First I create a singleton component which implements the InitializingBean interface.

@Component
@Profile("integration_test")
public class DatabaseCleanup implements InitializingBean {

    @PersistenceContext
    private EntityManager entityManager;

    private List<String> tableNames;

    @Transactional
    public void execute() {
        this.entityManager.flush();
        this.entityManager.createNativeQuery("SET CONSTRAINTS ALL DEFERRED").executeUpdate();
        for (final String tableName : this.tableNames) {
            this.entityManager.createNativeQuery("ALTER TABLE " + tableName + " DISABLE TRIGGER ALL").executeUpdate();
            this.entityManager.createNativeQuery("TRUNCATE TABLE " + tableName + " CASCADE").executeUpdate();
            this.entityManager.createNativeQuery("ALTER TABLE " + tableName + " ENABLE TRIGGER ALL").executeUpdate();
        }
        this.entityManager.createNativeQuery("SET CONSTRAINTS ALL IMMEDIATE").executeUpdate();
    }

    @Override
    public void afterPropertiesSet() {
        this.tableNames = this.entityManager.getMetamodel().getEntities().stream()
                .filter(e -> e.getJavaType().getAnnotation(Table.class) != null)
                .map(e -> e.getJavaType().getAnnotation(Table.class).name())
                .toList();
    }
}

The InitializingBean interface is necessary because we want our component to wait for its complete initialization including the EntityManager from within the persistence context. Afterwards, the afterPropertiesSet method will populate our class variable tableNames. There are certainly other ways to implement this; One could also simply execute the table name logic within the executemethod. But that does not guarantee in any way that the EntityManager is successfully autowired (except for a proxy). This could be troublesome in case the method is used in any constructor. I personally think this is a precautious and lightweight implementation that does not add any complexity and thus is favored by me.

Now, the logic obtains the names of all tables within my current schema. After that all constraints on the tables are dropped (deferred), which is necessary to just bulk delete stuff. The same needs to be done in regard to any potential triggers on the database to avoid side effects. Finally, after truncating all tables we revert the changes on triggers and constraints and happily move to another test class.

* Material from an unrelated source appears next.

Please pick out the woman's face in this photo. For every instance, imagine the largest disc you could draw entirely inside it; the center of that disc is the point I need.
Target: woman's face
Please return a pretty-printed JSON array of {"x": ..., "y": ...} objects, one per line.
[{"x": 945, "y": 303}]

Now to ensure that the database cleanup is executed after each test class we can utilize the @AfterAll annotation from JUnit which we implement either on the test class directly or by inheritance:

@AfterAll
public void cleanupDatabase() {
    this.databaseCleanup.execute();
}

By using this implementation we can easily clean up all the mess we left behind during an integration test on our database. Please be aware that I only used this for Postgres databases. It is possible that you need to adapt the SQL for another database.